Mon histoire...avec ma grande mère.
Mon histoire avec la danse…
Dès qu’il commence à vivre, l’homme cherche, par le geste, à exprimer l’inexprimable, à dire en quelque sorte l’indicible : les jeux de la nature et de ses éléments, les mouvements de son âme, les élans de son cœur. L’art de la danse est le plus vieux du monde, parce qu’avant d’être conscience ou réflexions, il est instinct.Il y a cent façon de danser, voire plus. Je veux vous parler avant tout de la plus noble, de la plus belle pour moi, de celle qui domine toutes les autres parce qu’elle est vraie et touchante : la danse de ma grande mère « Lalla ». Celle qui était le motif essentiel de mon âge heureux et de ma passion.
Je vais vous emmener à Kenitra, « Port Lyautey » pour les intimes… J’ai trois ans, et je suis chez Lalla. Toutes les deux, cheveux au vent bien crépus, plusieurs foulards en couleurs autour de la taille, et c’est parti pour un spectacle sans fin. On chante et on danse, sur la fameuse et magnifique danse traditionnelle de la région du Gharb dans le nord-ouest du pays.
La danse de Lhayt, j’adorais et j’aime toujours autant. C’est la danse du lâcher prise de ma grande mère, une sorte de récréation avec ses petites filles.
Voilà qu’arrive la saison des moussems à Kenitra. Toute la famille se réunit pour assister au spectacle.
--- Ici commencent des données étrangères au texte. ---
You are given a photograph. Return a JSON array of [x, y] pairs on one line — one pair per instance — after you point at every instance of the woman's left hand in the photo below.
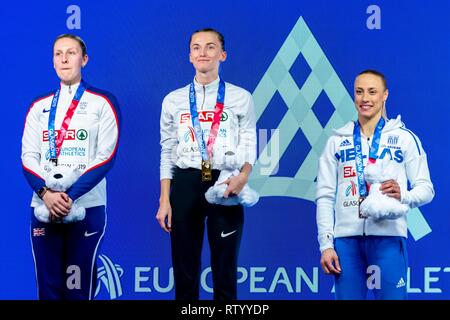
[[391, 189], [235, 184]]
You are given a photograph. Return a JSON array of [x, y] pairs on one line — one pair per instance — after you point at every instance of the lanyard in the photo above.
[[206, 150], [55, 143], [372, 153]]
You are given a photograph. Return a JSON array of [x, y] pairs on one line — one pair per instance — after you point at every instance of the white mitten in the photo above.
[[61, 178], [247, 197]]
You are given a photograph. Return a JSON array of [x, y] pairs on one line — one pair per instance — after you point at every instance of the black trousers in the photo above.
[[224, 226]]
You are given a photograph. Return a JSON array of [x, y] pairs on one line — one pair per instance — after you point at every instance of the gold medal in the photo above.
[[360, 200], [206, 171]]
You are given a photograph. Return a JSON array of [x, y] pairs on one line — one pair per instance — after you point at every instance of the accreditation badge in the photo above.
[[206, 171]]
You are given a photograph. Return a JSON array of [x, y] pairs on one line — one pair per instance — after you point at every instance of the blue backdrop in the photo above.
[[298, 59]]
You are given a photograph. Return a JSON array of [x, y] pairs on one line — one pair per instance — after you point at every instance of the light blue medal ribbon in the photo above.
[[372, 153]]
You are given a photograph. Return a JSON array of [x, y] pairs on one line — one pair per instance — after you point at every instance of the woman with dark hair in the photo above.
[[76, 129], [355, 246], [206, 127]]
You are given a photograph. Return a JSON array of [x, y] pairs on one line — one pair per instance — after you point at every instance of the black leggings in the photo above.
[[224, 226]]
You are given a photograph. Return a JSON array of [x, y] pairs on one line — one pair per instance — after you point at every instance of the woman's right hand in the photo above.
[[165, 213], [330, 262], [58, 204]]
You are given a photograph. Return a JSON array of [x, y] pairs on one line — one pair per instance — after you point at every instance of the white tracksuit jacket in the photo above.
[[337, 185], [236, 139]]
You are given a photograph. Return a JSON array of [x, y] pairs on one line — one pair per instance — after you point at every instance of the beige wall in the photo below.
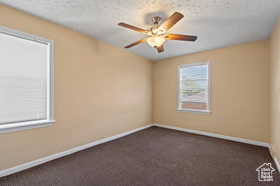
[[275, 90], [100, 91], [240, 83]]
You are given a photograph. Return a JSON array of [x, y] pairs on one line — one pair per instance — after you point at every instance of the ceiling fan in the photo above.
[[158, 32]]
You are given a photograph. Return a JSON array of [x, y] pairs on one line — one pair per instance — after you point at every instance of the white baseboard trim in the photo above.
[[230, 138], [277, 163], [37, 162]]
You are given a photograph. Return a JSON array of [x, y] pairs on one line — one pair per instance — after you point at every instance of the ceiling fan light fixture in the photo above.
[[156, 41]]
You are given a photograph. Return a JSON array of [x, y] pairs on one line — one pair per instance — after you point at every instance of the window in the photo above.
[[26, 86], [193, 91]]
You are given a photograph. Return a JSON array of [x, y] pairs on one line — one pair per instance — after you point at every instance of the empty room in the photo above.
[[139, 92]]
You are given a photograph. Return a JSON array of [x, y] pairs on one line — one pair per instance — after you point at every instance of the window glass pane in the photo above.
[[23, 80], [194, 87]]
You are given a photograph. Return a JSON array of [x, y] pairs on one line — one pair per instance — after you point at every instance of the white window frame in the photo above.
[[179, 109], [16, 126]]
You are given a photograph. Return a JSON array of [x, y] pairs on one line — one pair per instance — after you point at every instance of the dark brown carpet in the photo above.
[[153, 157]]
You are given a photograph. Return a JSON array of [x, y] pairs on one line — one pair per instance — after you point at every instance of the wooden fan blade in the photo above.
[[135, 43], [180, 37], [132, 27], [160, 49], [171, 21]]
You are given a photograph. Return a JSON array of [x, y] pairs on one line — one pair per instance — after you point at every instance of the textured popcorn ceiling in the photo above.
[[217, 23]]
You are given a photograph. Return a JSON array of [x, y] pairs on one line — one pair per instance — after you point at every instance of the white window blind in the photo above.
[[193, 89], [25, 80]]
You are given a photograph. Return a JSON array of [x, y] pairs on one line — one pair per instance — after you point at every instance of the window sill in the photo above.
[[194, 110], [5, 128]]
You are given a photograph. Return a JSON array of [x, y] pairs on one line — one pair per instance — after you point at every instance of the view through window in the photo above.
[[194, 87]]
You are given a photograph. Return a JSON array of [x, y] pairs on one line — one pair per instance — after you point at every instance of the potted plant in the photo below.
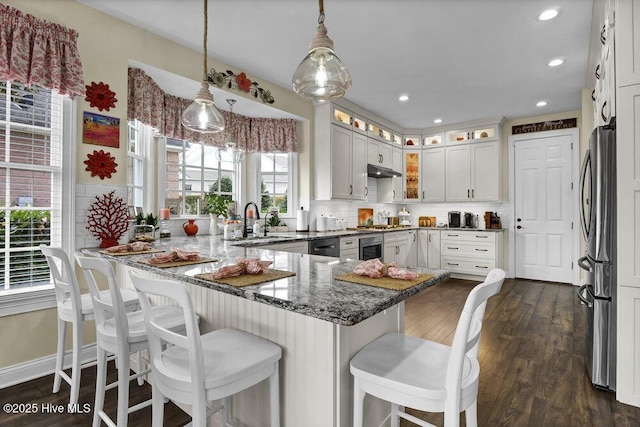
[[273, 223], [216, 206]]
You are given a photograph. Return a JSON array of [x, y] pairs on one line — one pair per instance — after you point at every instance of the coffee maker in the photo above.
[[454, 219], [470, 220]]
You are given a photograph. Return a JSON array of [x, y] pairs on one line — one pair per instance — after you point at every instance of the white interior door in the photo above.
[[543, 208]]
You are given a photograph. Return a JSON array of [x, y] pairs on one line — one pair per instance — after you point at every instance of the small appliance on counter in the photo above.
[[492, 220], [302, 221], [405, 217], [470, 220], [455, 219], [427, 221]]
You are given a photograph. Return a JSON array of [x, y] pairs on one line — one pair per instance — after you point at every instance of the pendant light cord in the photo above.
[[204, 41], [321, 7]]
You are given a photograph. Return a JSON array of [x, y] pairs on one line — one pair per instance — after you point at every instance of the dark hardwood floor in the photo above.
[[532, 369], [38, 392], [531, 358]]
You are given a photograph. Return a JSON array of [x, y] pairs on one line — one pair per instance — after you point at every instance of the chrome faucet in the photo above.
[[246, 208]]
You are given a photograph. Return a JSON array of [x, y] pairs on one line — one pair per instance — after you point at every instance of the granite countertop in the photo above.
[[313, 291]]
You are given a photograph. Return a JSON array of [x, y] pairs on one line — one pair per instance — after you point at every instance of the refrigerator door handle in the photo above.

Fantasia, groupes de musique venant des villages voisins, des acrobates, des danseuses populaires, des vendeurs de bijoux, de gâteaux, de brochettes et de tajines…
Et au milieu de tout ça, la musique des flûtes et des bendir (tambour marocain) commence. Un danseur masqué avec la capuche de sa jellaba blanche, face à la foule, frappe prestement des pieds. C’est un homme d’un village voisin. Chaque village a son danseur qui perpétue la tradition lors des moussems.
La danse et sa tenue blanche sont censées accroître la pureté, la convivialité et la paix dans le village. Mais quelle révélation cette danse !!!
Le moussem continue, la danse de Lhayt évolue, et ma grande mère dans tout ça est partie telle une étoile filante.
Paix à ton âme. Merci pour tout ce que tu as fait pour moi.
Promis, je danserais toujours en pensant à toi.